Seu longa-metragem se distancia das convenções deste desgastado subgênero, cada vez mais aparentado às vidas dos santos. O cineasta traduz em imagens o universo de seu protagonista por meio de uma narrativa não-linear e ligeiramente onírica, que alterna fragmentos de seus filmes, dramatizações das últimas entrevistas que concedeu, imagens da intimidade familiar na casa de sua famosa mamma e sequências extraídas de seu roteiro inacabado, Porno-Teo-Colosal, em que participaram Ninetto Davoli, um de seus atores fetiche, e Riccardo Scamarcio, sex symbol do cinema italiano atual. Este conglomerado permite fazer rever o fascínio de Pasolini pelas classes populares e pela marginalidade, a sua visão do sexo homossexual como um ato de resistência e seu fanatismo confesso pelo futebol, “última representação sagrada de nosso tempo” na definição de Pasolini e seu terceiro prazer favorito, “depois da literatura e do eros”.

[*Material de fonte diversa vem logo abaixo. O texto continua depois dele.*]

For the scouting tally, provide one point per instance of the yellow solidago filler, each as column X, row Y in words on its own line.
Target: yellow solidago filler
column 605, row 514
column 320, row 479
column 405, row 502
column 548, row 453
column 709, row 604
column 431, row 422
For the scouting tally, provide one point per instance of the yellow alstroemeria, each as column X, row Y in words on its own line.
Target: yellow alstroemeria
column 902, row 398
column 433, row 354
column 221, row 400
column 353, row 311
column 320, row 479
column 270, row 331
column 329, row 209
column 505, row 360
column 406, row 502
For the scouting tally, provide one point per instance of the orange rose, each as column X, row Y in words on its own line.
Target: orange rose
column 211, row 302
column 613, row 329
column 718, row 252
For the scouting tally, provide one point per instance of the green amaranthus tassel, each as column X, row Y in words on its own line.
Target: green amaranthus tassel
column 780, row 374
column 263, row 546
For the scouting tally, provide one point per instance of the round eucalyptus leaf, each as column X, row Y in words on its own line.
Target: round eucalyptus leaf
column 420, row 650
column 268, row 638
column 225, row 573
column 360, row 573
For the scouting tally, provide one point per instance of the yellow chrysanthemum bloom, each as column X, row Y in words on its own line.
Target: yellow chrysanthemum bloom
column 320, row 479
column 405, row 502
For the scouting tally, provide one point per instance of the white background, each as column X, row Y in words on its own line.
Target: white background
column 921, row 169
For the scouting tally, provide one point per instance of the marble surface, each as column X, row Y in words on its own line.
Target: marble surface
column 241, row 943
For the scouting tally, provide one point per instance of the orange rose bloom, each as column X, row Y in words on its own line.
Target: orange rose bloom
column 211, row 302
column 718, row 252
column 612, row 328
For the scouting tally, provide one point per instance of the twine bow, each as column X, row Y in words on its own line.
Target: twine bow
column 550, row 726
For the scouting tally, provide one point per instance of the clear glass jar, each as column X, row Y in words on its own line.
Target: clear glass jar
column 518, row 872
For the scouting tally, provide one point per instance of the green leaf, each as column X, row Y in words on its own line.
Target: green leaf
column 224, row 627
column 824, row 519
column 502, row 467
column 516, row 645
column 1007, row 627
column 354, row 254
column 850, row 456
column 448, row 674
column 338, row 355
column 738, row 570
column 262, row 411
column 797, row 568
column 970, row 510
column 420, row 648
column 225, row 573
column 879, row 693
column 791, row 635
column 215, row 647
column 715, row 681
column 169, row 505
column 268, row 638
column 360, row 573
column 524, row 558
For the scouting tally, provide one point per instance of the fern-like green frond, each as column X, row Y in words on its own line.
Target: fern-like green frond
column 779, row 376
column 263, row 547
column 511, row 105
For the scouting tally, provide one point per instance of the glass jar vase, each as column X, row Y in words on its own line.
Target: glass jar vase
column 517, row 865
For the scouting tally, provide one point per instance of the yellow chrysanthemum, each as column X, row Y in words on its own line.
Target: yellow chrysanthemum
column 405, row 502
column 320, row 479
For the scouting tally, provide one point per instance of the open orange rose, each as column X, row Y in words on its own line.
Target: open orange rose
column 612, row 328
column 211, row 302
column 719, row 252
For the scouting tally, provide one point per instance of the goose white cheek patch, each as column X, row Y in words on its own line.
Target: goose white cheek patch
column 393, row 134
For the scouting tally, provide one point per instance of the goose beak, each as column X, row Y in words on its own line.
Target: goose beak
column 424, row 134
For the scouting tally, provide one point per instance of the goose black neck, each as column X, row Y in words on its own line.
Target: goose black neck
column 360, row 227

O triunfo não é só do diretor e de sua montagem meticulosa, mas também de um roteiro extremamente documentado, obra de Maurizio Braucci, escritor e poeta napolitano, além de impulsionador de laboratórios de criação artística em prisões e escolas em bairros marginalizados, o que o aproxima do tema em questão. “O cinema não é só uma experiência lingüística, mas também filosófica”, escreveu Pasolini em Poeta das Cinzas. Colaborador habitual de Matteo Garrone, o roteirista parece ter seguido o mesmo conselho.
O Pasolini de Ferrara usa os mesmos óculos escuros que o Pasolini de verdade e tem um rosto anguloso quase idêntico, mas fala com um sotaque de Wisconsin, o que desagradou a uma parte dos críticos italianos ontem. “Precisei justificar-me mil vezes por causa disso”, protestou Ferrara. “Somos norte-americanos e o inglês é a nossa língua materna. Quando vejo Willem Dafoe atuando, não vejo o Pasolini de 1975, mas um homem que leva um certo tipo de vida, seja em Roma, em Manhattan ou numa favela do Rio de Janeiro. Para mim, é tudo a mesma coisa. Mudar de idioma foi a nossa maneira de fazer o filme”. Talvez não tenha reencontrado o vigor distante de Bad Lieutenant ou The Funeral, mas encontrou uma fórmula acertada e pessoal para aproximar-se de uma personagem quase impossível de decifrar.